Data quality can be thought of as the degree to which data reflects accurate, timely, valid, and consistent information in relation to the portrayal of the actual scenario. Put simply, does a customer named Robert Smith really live at 123 Main Street with telephone number 555-1212, bank account X, and preference Y?
The extent to which data can be trusted has often set apart successful projects from failed ones. Inaccurate data creates missed opportunities, customer satisfaction issues, and a host of other problems, ranging from the mundane to the problematic. But never before have the stakes been so high for data quality as they will be in 2018, as the Global Data Protection Regulation (GDPR) comes into effect in Europe—and likely spills over into the US.
GDPR
Any business with a single customer, employee, or other party living in the EU will be required to explain what data they have; locate it; correct it; explain where they got it; and, if requested, delete it—or face a potentially huge fine. In so doing, data quality moves from a “nice to have” marketing component to a “keep us out of jail” business requirement.

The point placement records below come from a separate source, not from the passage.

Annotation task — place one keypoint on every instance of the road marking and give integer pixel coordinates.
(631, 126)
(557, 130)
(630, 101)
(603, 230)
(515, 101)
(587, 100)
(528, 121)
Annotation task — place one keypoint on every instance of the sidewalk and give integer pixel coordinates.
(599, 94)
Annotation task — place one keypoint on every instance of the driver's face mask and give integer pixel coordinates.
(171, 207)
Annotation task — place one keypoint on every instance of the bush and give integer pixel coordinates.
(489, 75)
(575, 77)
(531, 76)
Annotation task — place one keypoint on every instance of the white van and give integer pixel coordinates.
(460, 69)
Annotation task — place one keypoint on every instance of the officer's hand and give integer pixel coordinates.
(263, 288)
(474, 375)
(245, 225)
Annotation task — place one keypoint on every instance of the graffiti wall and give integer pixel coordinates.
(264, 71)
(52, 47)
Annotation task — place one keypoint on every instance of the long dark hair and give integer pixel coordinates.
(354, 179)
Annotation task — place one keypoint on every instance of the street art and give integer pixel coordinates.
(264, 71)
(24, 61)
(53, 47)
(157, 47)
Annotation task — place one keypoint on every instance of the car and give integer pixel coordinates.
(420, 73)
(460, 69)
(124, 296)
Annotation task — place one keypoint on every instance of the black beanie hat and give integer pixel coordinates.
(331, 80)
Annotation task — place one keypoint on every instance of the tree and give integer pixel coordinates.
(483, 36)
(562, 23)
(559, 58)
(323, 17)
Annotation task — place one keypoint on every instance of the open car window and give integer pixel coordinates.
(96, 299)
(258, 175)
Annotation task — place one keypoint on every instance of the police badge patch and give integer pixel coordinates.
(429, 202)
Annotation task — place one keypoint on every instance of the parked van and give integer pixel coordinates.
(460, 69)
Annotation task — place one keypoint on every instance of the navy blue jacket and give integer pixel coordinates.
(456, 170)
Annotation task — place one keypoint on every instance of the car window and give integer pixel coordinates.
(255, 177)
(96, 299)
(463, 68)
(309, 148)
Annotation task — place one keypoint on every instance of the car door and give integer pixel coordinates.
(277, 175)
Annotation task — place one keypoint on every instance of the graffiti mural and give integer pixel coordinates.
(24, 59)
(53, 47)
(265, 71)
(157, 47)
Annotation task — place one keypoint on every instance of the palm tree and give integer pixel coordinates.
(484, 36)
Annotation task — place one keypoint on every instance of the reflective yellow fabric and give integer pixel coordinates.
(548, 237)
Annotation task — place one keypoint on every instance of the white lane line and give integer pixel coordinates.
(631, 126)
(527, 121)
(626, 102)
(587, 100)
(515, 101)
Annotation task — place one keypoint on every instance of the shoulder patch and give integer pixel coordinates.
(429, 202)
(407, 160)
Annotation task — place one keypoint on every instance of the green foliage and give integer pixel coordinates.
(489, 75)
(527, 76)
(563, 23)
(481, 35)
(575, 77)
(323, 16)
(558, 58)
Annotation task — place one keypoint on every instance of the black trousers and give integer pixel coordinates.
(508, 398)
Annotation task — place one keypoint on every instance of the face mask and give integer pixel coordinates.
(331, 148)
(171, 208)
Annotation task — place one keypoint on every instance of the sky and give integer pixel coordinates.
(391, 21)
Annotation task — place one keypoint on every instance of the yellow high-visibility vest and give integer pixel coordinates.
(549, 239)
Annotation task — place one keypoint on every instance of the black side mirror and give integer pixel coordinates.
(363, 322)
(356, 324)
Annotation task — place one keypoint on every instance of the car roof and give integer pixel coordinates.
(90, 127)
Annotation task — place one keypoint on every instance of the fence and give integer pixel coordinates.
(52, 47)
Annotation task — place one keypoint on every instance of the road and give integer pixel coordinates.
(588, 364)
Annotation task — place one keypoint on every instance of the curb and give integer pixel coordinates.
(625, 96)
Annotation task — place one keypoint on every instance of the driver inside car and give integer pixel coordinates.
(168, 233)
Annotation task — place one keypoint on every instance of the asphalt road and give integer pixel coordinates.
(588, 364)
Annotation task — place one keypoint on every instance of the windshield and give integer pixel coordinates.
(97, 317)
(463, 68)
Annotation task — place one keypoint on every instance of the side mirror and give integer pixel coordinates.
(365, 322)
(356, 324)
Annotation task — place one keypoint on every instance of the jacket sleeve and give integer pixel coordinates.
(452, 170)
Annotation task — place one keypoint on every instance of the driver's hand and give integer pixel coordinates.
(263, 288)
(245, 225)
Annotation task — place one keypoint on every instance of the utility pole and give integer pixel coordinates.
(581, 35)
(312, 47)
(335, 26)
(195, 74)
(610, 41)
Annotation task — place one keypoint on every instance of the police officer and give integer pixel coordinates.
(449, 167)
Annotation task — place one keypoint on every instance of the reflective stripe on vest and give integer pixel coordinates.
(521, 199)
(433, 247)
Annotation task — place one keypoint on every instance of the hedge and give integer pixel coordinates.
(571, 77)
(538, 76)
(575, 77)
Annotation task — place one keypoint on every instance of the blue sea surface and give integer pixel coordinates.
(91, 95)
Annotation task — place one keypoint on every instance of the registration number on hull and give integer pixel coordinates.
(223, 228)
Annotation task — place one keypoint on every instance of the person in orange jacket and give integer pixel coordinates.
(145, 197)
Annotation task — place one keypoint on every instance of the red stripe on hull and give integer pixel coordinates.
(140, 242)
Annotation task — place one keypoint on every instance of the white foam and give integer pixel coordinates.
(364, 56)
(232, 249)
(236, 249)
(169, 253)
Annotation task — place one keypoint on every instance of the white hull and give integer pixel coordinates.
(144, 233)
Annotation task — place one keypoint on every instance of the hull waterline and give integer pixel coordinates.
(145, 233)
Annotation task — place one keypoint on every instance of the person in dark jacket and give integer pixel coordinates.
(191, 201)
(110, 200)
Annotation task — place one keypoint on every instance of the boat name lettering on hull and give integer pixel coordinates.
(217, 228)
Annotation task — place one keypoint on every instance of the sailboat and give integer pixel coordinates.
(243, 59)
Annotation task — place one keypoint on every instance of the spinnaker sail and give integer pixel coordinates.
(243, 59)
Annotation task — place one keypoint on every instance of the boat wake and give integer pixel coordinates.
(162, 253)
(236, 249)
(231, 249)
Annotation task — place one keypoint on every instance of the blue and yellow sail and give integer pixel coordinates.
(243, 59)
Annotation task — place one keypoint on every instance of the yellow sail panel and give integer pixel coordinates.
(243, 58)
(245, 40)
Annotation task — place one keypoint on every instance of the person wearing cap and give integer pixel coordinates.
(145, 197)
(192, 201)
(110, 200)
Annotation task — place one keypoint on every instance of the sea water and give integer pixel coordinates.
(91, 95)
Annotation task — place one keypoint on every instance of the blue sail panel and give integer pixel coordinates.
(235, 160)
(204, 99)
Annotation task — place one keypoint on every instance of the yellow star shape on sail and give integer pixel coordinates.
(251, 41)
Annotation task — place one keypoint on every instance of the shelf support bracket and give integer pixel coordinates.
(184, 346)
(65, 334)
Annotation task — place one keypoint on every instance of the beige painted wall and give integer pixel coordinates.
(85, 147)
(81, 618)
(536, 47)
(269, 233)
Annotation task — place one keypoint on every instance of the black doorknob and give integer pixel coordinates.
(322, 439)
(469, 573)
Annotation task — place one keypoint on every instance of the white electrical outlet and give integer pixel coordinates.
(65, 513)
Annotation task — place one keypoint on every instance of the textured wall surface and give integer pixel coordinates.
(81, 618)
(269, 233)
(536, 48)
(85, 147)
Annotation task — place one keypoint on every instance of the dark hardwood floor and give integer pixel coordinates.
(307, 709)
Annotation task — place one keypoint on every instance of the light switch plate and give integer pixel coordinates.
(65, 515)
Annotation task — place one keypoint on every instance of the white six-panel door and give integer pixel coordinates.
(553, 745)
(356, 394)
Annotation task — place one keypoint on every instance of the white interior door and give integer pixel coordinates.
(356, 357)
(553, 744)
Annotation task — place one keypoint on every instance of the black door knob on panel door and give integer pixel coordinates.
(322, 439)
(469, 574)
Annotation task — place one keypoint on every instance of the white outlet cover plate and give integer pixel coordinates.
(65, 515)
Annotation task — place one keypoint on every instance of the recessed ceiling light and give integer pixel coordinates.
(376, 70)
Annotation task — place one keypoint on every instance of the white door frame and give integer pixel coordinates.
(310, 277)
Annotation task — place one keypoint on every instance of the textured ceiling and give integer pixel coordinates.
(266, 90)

Myriad capabilities make up data quality
A number of capabilities around good data management are often abridged as “data quality.” The overall requirement is referred to as master data management (MDM), which should include governance, profiling, matching, enrichment, integration, and workflows. Tightly related to these are data cataloging, metadata management, and hierarchy management. Software vendors have been carving up this space into niches for years, vying for invested capital and new clients all over the world.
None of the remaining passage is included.